I was listed for transplant in late summer 2015 and I had the operation in January 2020, so I waited a long time – but part of that was due to my decision not to accept the lungs of someone who had smoked.
In the months leading up to the transplant I was deteriorating rapidly. The decline began in June 2019, after years of being stable, and by December I was feeling pretty grim. I was breathless, tired, and started throwing up food every time I ate.
It’s hard to describe what Christmas last year was like. I knew I was getting more ill, but there was nothing I could do about it. It was upsetting. I knew then that a transplant would be my last chance.
By January, I was feeling so ill that I was on the verge of changing my mind about smoker’s lungs. But then the call came.
Unbelievably, my phone rang just as I walked through the doors of my specialist centre in Sheffield for a clinic appointment. Straight away, I was taken by ambulance to Wythenshawe Hospital in Manchester. I was panicking and very scared and anxious during the journey, but I knew I had to do it.
There was a nine-hour wait before I went down to theatre. I tried to stay calm, but even though my mum and dad were with me I couldn’t talk to them, or anybody, because I was so upset. I kept thinking that someone had to die for me to have their organs, so that I could live my life.
From what I’ve been told, everything went ok with the operation and it was successful. I was in hospital for five weeks and was discharged straight back home – I think it helped that I lived with my parents so they would be there to help me.
I was given a few things by the occupational therapy team, including a stool for the shower as the muscle wastage from being laid down for so long meant I wasn’t very good on my feet.
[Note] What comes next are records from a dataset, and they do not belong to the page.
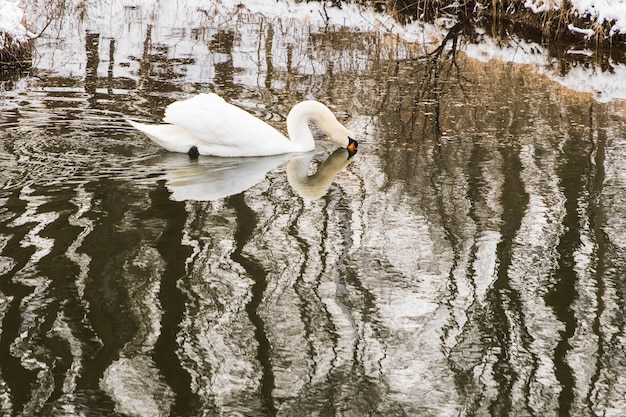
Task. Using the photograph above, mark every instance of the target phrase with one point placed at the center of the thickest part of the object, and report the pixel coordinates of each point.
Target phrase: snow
(11, 17)
(599, 12)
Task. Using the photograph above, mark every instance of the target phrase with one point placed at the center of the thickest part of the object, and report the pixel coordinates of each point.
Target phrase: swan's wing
(171, 137)
(226, 129)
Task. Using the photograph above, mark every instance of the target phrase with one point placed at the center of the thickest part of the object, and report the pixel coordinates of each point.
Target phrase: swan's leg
(193, 152)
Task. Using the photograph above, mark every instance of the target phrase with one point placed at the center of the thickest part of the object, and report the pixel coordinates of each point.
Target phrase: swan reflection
(214, 178)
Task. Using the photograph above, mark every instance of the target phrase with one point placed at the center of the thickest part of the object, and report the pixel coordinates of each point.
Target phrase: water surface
(469, 260)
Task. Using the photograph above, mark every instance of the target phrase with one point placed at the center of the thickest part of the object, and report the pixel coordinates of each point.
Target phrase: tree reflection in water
(468, 261)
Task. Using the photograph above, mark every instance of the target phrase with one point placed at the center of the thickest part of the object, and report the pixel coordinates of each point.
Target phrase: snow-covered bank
(14, 37)
(120, 22)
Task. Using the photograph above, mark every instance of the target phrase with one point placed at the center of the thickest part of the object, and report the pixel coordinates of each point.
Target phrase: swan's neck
(313, 111)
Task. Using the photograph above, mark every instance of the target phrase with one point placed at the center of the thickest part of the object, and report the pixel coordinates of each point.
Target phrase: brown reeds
(13, 51)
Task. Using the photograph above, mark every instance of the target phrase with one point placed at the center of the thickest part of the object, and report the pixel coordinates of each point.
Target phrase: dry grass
(551, 23)
(13, 52)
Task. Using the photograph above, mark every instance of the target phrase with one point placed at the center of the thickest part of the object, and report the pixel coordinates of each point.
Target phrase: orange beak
(352, 145)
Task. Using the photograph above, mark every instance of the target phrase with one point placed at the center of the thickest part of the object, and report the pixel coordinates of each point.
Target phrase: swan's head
(324, 118)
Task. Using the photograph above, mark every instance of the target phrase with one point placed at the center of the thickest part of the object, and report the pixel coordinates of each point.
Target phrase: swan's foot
(193, 152)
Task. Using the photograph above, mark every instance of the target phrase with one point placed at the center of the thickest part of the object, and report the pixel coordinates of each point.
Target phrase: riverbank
(599, 22)
(15, 39)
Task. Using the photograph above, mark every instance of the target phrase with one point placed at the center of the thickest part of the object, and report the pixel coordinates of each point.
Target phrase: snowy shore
(14, 37)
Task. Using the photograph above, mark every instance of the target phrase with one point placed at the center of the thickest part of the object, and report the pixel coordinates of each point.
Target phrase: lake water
(470, 260)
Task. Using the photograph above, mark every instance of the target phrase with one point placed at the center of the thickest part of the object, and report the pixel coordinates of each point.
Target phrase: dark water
(468, 261)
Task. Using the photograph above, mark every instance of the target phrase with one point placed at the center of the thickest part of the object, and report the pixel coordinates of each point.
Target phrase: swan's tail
(171, 137)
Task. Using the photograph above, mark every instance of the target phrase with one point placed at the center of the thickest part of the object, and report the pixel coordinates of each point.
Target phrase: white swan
(213, 178)
(206, 124)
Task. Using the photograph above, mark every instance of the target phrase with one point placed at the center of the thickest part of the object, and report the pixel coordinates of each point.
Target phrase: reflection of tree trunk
(92, 41)
(246, 225)
(225, 71)
(175, 255)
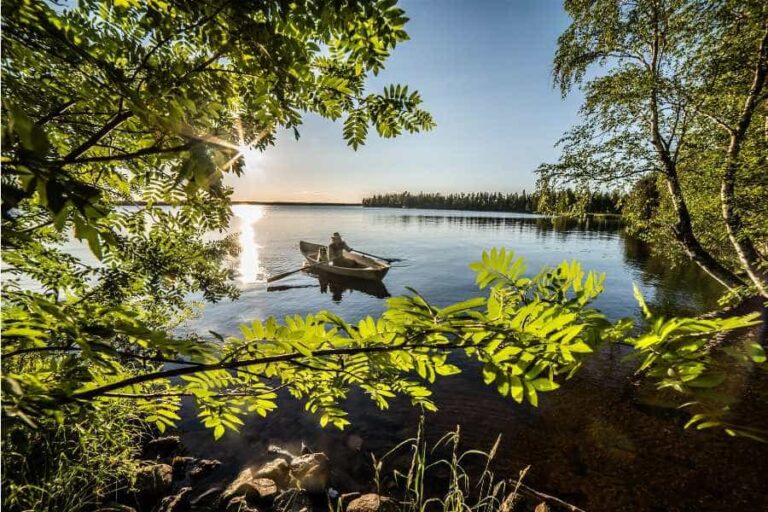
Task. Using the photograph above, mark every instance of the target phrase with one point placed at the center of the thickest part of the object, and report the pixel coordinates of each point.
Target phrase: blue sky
(484, 69)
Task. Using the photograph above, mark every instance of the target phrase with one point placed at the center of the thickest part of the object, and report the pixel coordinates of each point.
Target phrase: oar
(286, 274)
(388, 260)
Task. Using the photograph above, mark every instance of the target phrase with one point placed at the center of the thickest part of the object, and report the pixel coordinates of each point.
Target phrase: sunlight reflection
(251, 157)
(249, 265)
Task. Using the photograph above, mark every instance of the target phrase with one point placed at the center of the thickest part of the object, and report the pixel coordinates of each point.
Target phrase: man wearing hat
(336, 251)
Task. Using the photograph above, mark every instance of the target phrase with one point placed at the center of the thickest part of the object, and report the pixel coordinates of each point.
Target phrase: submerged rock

I couldn’t lift my hands or arms above my head at that point, because of where the incision was on my chest.
I was given exercises to build my strength up and a community physio came out to see me too, but I was only able to have two sessions before lockdown.
That was a rough time and it did scare me. I was two months post-transplant and had only been home for three weeks before lockdown and shielding began.
Now, nine months post-transplant, I’m doing well. I’ve had a few hoops to jump through; my bloods have been a bit wonky, and I started showing signs of rejection at the beginning, but that was brought under control via steroids.
There have been a few medication tweaks, which I expected, but I’ve managed to avoid infections and my incision wound has healed beautifully.
Walking is the biggest change. I can walk for miles now. I’ve always liked walking, but my PH hindered it and that made me angry. Now I can walk in new places, and in July – six months after my transplant – I completed a 100km walking challenge. I ended up doing over 130km in one month and it’s something I am really proud of.
I feel like I can breathe better, and one of the biggest changes is that I can now walk and talk at the same time.
I have a two-year-old niece and I can run round after her and pick her up and give her a cuddle. Before my transplant that wasn’t possible.
I’m looking forward to returning to ballet fitness classes and to starting swimming too. I worked as a nursery nurse until just days before my transplant and I’m hoping to return to my job soon, but there is a lot to consider, especially because of the pandemic.
I don’t know anything about my donor and I don’t feel ready to find out yet. I’ve started to write a letter to the family, but that’s been difficult. The words ‘thank you’ don’t feel enough, not for giving me my life back.